A conversa era deprimente e, talvez por isso, morreu nesse instante. De olhos sempre colados à estrada mas a mente a digerir toda aquela informação, Tomás manteve-se mudo durante a generalidade do diálogo, enquanto o amigo e o passageiro do banco traseiro discutiam como se tivessem eles próprios a responsabilidade de salvar o país.

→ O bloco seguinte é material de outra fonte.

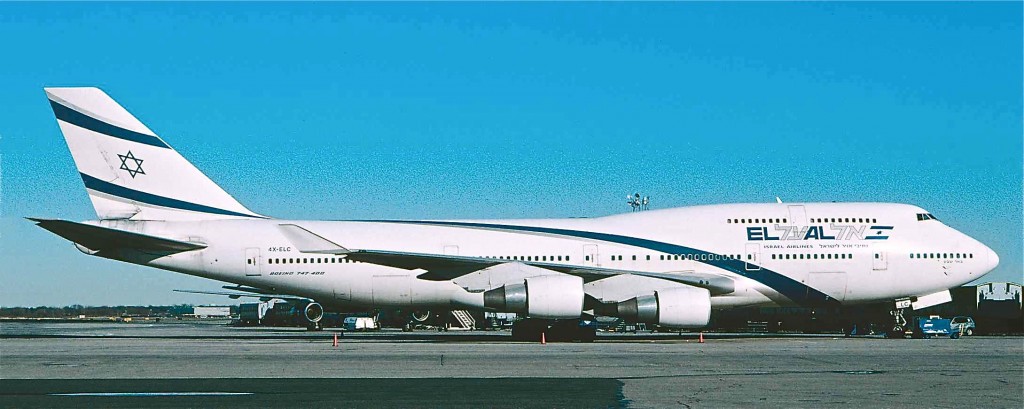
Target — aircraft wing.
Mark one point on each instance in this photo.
(261, 296)
(442, 268)
(98, 238)
(445, 267)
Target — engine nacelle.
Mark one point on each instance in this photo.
(544, 296)
(677, 308)
(313, 312)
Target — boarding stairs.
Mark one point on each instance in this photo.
(464, 319)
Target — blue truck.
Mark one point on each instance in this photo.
(927, 327)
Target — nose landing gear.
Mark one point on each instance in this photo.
(899, 322)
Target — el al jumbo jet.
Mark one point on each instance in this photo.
(669, 267)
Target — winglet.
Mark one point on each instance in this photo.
(308, 242)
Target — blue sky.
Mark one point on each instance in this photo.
(462, 111)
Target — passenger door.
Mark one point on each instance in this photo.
(590, 255)
(252, 261)
(751, 258)
(879, 260)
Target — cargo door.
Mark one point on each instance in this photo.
(252, 261)
(832, 284)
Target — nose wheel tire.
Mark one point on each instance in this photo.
(899, 324)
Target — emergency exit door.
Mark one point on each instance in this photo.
(751, 257)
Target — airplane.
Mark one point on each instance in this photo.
(668, 267)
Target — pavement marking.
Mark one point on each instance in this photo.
(154, 394)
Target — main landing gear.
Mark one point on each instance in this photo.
(530, 329)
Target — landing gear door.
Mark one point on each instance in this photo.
(252, 261)
(752, 257)
(879, 260)
(590, 255)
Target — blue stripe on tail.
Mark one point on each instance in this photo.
(156, 200)
(78, 119)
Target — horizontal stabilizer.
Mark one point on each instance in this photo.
(97, 238)
(308, 242)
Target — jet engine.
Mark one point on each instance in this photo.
(313, 312)
(544, 296)
(677, 308)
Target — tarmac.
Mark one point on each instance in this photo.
(172, 364)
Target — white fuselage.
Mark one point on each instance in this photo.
(775, 254)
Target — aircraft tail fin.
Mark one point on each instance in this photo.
(129, 172)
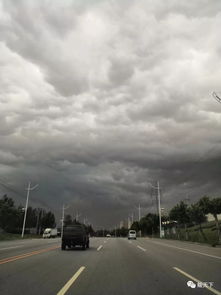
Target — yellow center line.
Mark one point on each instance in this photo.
(71, 281)
(21, 256)
(196, 280)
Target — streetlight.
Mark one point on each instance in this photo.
(62, 220)
(159, 207)
(26, 206)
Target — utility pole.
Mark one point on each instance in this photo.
(159, 205)
(26, 206)
(77, 216)
(39, 213)
(132, 218)
(62, 220)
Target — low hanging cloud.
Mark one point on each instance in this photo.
(98, 98)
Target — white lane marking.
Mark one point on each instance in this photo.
(99, 248)
(141, 248)
(196, 280)
(11, 247)
(197, 252)
(71, 281)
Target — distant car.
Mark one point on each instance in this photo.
(132, 235)
(75, 235)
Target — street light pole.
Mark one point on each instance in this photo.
(26, 206)
(159, 205)
(62, 220)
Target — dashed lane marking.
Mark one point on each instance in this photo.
(13, 258)
(188, 250)
(141, 248)
(99, 248)
(71, 281)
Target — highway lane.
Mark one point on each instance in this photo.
(110, 266)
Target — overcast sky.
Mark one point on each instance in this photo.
(99, 97)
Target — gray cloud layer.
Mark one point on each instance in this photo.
(98, 98)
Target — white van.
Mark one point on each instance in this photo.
(132, 234)
(50, 233)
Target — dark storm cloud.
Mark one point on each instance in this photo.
(98, 98)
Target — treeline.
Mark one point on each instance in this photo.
(68, 220)
(183, 216)
(11, 217)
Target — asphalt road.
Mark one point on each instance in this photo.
(112, 266)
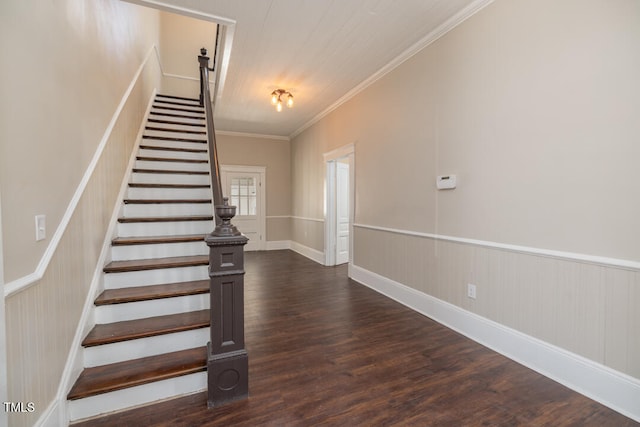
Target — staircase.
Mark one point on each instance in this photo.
(152, 320)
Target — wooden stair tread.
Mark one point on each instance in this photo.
(174, 138)
(186, 110)
(161, 129)
(161, 95)
(150, 185)
(185, 150)
(173, 122)
(182, 116)
(151, 292)
(129, 220)
(170, 171)
(164, 201)
(126, 330)
(177, 102)
(131, 373)
(165, 159)
(124, 241)
(155, 263)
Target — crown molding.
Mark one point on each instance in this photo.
(252, 135)
(434, 35)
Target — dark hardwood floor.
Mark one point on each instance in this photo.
(324, 350)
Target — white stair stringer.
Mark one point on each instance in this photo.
(143, 347)
(137, 396)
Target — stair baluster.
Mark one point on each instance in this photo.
(227, 359)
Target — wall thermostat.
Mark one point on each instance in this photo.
(446, 182)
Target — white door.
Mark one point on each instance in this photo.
(243, 187)
(342, 213)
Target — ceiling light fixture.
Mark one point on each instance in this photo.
(277, 98)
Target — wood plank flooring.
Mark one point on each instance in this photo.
(324, 350)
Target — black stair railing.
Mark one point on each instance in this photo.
(227, 359)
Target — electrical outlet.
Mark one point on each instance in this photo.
(471, 291)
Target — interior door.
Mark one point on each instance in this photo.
(342, 212)
(243, 190)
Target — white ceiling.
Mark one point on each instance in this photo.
(320, 50)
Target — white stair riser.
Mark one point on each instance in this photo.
(143, 210)
(168, 193)
(142, 309)
(164, 99)
(179, 127)
(163, 250)
(156, 150)
(155, 277)
(159, 143)
(178, 134)
(134, 396)
(161, 115)
(157, 109)
(146, 164)
(145, 347)
(148, 229)
(169, 178)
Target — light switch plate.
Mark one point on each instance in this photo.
(41, 227)
(446, 182)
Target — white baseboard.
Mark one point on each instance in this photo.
(312, 254)
(613, 389)
(277, 245)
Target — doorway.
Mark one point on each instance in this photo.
(245, 186)
(339, 205)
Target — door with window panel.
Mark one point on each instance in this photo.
(244, 192)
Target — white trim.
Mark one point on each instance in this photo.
(340, 152)
(4, 386)
(330, 229)
(312, 254)
(302, 218)
(229, 27)
(252, 135)
(51, 417)
(28, 280)
(572, 256)
(262, 172)
(278, 245)
(614, 389)
(434, 35)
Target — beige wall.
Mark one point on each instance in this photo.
(274, 154)
(181, 38)
(533, 105)
(68, 66)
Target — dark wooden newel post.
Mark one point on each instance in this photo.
(228, 363)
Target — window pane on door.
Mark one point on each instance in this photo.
(243, 195)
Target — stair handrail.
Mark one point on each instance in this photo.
(205, 101)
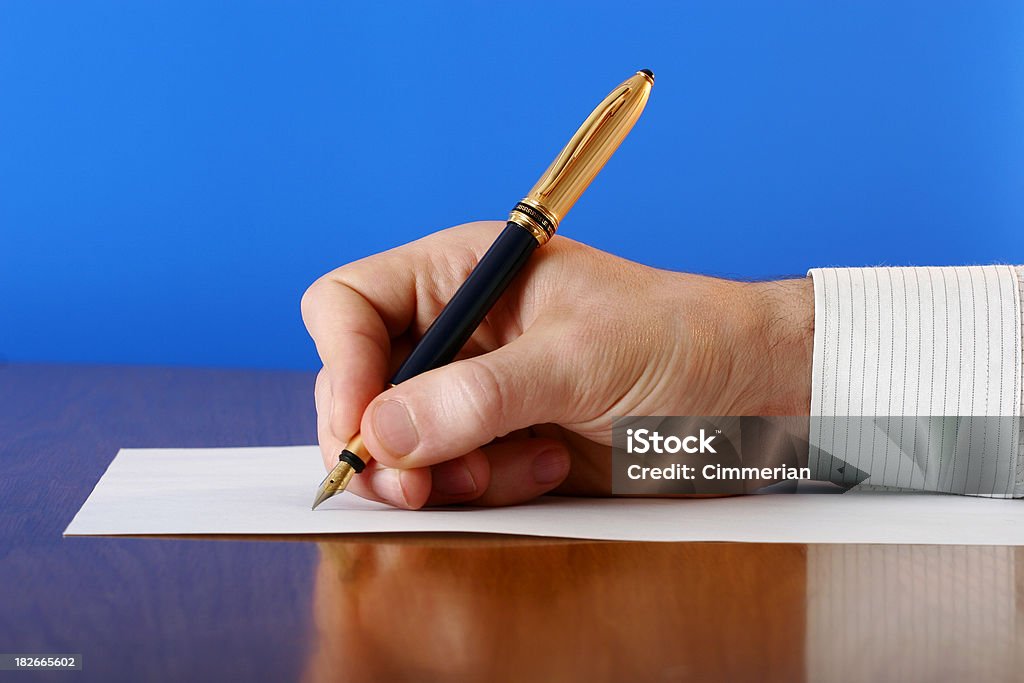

O mutismo instalou-se no interior do automóvel, com os passageiros a contemplarem a paisagem em movimento, as mãos de Filipe sempre a acariciarem o envelope com as misteriosas linhas cifradas. Uma dúvida, porém, começou a corroer o espírito do historiador; havia ali qualquer coisa que não batia certo.

"Olha lá, Filipe", acabou por dizer, rompendo o silêncio. "Tu estás anormalmente bem informado sobre tudo isto..."

Não o disse num tom interrogativo, mas tratava-se claramente de uma pergunta: como diabo sabia ele tudo aquilo? Tomás era historiador e, devido ao seu interesse pela história económica, acompanhava naturalmente o assunto. Porém, e que ele soubesse, não era esse o caso de Filipe.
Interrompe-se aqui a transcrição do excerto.